St. Pete Beach on Florida's Gulf Coast combines a classic Florida beach town atmosphere with some of the Gulf's most beautiful sunset views. Wide, flat beaches with warm Gulf water that's reliably clearer than anything on Florida's Atlantic coast.
St. Pete Beach is a city on a barrier island in Pinellas County, facing the Gulf of Mexico. It sits just south of Clearwater Beach and shares the same Gulf Coast advantages — protected from Atlantic sargassum and facing west for spectacular sunsets.
Gulf Coast position means minimal sargassum exposure. The main natural water quality concern for Gulf beaches is red tide — check the Florida Fish & Wildlife red tide conditions map at myfwc.com before your visit. Most of the year, St. Pete Beach has excellent water quality.
The Pinellas Peninsula was one of the last areas in Florida to be settled by Europeans, its shallow coastal waters home to the Tocobaga people for thousands of years before contact. The first commercial airline flight in history landed in St.

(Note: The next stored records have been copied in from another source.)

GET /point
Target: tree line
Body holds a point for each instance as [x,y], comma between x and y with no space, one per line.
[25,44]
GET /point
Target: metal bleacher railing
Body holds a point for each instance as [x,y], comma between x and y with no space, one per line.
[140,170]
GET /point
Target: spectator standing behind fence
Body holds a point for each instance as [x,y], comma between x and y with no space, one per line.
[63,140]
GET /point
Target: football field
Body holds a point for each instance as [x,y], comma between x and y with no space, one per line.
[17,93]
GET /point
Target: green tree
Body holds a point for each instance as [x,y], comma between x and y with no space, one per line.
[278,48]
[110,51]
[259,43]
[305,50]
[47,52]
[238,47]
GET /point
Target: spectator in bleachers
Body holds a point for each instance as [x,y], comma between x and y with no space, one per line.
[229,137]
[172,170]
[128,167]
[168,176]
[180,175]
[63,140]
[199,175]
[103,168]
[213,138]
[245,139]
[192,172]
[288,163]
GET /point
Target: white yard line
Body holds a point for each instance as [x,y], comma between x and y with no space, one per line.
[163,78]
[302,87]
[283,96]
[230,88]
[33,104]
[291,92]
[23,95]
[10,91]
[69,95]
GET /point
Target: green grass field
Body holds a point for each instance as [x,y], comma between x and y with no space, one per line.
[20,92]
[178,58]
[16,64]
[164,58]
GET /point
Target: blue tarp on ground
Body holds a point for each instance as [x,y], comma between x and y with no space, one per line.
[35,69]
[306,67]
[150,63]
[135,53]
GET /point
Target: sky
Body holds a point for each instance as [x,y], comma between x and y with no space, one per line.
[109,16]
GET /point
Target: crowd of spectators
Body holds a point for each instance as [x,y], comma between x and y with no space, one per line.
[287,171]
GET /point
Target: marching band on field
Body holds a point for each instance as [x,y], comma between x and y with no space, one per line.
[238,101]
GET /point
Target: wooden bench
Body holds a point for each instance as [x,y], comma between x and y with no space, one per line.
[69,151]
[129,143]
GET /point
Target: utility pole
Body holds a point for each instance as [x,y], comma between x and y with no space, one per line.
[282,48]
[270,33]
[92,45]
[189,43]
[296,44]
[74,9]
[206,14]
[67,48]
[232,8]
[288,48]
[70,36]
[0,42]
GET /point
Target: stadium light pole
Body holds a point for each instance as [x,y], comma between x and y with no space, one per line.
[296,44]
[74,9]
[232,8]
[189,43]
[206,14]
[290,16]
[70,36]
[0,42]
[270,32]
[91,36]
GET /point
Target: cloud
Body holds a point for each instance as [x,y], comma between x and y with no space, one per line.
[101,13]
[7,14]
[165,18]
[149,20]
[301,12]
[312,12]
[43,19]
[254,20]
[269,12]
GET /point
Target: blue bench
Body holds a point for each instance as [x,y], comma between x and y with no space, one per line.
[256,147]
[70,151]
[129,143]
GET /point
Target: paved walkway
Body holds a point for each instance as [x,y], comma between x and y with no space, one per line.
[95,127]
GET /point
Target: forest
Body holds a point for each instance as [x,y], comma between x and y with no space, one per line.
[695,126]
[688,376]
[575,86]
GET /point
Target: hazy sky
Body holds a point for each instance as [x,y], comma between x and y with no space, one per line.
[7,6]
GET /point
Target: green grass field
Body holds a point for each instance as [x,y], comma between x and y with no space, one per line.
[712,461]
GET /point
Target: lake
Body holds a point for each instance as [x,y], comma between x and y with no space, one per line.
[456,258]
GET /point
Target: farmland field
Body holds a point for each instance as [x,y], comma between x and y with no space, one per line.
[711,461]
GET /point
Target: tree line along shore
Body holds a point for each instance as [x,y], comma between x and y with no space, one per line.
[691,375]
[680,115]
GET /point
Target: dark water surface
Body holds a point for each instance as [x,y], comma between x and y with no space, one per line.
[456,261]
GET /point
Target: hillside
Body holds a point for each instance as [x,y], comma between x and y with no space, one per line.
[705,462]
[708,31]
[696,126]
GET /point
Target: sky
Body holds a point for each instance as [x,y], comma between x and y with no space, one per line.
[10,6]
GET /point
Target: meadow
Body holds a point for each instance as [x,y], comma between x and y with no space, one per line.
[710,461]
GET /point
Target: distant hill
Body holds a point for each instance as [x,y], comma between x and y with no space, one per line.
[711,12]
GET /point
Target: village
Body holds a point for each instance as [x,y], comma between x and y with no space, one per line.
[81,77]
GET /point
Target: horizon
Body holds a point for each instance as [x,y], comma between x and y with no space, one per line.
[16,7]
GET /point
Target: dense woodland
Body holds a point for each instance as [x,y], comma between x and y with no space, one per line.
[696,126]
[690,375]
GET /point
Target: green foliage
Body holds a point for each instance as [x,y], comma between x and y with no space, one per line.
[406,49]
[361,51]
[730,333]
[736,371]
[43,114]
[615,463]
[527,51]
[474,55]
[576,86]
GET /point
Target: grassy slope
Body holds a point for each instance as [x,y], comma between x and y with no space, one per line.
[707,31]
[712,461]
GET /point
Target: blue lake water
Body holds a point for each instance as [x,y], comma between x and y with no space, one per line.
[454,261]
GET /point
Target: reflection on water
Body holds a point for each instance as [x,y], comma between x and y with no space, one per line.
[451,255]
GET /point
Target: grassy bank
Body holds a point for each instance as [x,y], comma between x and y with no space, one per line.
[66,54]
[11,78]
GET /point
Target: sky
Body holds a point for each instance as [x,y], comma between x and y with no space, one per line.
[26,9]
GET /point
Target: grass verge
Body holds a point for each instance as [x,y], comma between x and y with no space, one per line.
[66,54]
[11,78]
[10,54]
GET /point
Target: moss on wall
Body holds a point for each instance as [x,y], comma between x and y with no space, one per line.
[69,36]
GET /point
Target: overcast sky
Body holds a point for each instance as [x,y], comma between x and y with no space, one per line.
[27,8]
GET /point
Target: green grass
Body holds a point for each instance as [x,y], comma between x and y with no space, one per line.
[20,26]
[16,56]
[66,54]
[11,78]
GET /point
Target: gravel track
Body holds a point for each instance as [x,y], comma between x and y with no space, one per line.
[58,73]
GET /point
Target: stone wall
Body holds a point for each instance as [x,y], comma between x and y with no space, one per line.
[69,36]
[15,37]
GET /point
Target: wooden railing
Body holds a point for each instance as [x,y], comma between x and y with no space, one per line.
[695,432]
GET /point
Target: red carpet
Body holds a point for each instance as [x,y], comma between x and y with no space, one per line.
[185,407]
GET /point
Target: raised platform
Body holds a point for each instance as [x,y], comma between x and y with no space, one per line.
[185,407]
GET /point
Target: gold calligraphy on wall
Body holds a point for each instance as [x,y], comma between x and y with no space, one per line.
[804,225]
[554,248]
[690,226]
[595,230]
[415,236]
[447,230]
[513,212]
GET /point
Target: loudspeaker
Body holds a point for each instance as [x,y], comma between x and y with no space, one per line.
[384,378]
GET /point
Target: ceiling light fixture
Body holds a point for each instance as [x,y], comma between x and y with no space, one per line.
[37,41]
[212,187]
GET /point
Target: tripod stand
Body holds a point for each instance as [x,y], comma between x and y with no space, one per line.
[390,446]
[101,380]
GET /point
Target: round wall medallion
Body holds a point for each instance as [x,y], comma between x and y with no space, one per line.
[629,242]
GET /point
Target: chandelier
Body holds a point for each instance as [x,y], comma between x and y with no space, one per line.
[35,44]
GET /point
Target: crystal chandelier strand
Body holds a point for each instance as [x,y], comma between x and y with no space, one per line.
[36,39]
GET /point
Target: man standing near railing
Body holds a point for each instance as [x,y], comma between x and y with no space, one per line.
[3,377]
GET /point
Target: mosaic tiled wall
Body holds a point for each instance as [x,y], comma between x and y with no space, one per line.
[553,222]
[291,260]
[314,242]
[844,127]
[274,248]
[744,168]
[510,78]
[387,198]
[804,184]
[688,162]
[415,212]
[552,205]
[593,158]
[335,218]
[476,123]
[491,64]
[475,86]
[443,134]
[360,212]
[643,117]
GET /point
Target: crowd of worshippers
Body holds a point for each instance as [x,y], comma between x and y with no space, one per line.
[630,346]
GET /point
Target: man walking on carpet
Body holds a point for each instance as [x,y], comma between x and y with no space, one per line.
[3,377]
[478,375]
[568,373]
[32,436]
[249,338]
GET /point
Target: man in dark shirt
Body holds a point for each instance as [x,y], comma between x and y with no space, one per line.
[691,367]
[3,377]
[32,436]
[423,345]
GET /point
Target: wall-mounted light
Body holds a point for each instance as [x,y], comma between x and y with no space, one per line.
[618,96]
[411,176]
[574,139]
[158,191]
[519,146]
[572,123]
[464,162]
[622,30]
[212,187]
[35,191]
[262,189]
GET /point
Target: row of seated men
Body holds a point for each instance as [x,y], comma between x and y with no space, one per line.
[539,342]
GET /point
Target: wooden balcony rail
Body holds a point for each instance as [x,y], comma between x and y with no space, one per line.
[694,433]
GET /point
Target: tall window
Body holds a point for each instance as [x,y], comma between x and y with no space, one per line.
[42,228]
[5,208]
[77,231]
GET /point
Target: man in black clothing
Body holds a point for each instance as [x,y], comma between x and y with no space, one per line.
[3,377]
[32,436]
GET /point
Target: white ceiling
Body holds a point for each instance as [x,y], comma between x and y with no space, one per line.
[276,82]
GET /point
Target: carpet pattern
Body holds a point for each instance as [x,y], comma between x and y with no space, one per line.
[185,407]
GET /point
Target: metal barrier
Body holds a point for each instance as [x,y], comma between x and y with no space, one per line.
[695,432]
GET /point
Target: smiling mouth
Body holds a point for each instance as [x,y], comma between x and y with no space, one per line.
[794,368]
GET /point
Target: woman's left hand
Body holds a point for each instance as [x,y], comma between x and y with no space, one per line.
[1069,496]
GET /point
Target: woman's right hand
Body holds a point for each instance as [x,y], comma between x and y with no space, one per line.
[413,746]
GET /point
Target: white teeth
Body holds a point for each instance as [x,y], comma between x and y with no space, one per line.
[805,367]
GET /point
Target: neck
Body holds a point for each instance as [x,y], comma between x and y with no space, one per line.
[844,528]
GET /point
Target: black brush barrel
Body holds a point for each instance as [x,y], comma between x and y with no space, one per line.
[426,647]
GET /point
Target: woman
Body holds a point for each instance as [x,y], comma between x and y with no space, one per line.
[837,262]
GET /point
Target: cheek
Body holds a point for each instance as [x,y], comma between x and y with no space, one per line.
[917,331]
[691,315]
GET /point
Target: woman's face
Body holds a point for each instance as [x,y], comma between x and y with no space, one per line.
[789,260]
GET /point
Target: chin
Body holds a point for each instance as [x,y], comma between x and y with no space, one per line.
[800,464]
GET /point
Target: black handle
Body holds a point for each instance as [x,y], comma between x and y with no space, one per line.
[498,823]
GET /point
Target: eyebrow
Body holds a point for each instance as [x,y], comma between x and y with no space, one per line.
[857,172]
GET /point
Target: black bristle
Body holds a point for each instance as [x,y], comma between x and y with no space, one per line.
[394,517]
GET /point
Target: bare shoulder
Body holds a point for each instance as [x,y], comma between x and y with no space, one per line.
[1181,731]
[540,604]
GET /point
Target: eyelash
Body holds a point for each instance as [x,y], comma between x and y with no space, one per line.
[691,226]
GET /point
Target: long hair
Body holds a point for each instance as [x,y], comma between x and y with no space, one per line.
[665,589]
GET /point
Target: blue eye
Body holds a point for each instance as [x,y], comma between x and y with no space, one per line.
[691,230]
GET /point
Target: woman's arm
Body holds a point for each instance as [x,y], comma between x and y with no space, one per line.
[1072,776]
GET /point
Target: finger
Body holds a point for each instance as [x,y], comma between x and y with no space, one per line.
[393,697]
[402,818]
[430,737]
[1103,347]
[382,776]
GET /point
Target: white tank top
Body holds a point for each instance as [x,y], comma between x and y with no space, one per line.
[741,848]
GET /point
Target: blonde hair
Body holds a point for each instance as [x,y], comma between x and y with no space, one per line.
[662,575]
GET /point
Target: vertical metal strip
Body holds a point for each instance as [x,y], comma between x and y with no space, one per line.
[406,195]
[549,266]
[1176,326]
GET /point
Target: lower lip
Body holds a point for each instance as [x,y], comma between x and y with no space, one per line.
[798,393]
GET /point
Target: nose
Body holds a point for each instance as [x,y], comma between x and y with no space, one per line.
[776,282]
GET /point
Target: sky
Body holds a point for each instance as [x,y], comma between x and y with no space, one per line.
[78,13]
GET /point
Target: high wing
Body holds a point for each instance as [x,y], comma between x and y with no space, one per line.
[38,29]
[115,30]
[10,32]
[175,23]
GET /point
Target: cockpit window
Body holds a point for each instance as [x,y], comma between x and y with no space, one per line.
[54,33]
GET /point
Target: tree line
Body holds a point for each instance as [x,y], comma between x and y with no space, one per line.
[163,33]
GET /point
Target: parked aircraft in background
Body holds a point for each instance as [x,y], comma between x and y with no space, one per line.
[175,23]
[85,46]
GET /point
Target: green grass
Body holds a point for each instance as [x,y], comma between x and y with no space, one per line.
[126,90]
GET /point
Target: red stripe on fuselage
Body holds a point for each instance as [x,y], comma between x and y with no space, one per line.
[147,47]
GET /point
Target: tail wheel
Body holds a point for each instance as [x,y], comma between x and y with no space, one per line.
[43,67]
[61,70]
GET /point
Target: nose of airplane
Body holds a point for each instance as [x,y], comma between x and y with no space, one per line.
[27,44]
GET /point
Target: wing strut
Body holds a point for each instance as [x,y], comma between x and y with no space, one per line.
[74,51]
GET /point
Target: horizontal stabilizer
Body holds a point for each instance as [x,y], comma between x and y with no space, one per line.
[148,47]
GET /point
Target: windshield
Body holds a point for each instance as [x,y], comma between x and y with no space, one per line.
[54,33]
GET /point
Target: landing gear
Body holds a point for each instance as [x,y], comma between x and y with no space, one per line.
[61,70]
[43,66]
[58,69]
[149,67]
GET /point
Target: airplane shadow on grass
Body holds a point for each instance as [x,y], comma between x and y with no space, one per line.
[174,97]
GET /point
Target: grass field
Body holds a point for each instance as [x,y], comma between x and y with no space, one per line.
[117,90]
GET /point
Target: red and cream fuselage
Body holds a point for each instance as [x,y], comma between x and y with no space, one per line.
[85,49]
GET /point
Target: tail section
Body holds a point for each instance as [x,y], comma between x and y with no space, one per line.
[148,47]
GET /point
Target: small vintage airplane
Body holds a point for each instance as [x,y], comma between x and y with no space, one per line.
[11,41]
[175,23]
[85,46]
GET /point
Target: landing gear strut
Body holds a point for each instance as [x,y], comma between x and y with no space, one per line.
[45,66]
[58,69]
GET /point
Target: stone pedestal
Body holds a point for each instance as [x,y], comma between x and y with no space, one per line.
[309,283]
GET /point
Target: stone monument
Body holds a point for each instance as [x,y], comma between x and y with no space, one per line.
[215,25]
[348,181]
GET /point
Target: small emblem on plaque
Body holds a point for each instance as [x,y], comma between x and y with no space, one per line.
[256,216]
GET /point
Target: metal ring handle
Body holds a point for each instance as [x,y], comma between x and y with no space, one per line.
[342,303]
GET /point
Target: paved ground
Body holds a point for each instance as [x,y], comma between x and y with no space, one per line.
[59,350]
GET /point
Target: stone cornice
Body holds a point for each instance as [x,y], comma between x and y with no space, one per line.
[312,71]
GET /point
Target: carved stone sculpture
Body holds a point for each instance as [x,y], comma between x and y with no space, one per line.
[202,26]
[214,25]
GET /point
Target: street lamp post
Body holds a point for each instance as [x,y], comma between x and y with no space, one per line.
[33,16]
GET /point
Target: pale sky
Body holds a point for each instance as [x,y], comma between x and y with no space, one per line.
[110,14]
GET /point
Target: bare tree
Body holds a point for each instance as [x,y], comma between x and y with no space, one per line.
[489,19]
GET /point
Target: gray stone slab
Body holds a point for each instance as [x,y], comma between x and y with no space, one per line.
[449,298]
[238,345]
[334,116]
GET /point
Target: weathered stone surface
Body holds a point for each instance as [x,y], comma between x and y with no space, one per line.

Petersburg in January 1914 — a paying passenger was carried across Tampa Bay in a flying boat, landing on the water's surface near the city's waterfront. The Don CeSar Hotel on St. Pete Beach — the grande dame 'Pink Palace' — opened in 1928 and hosted F. Scott Fitzgerald among its guests during Florida's Jazz Age boom, its towers still visible from the Gulf as a landmark sailors and pilots have used for nearly a century.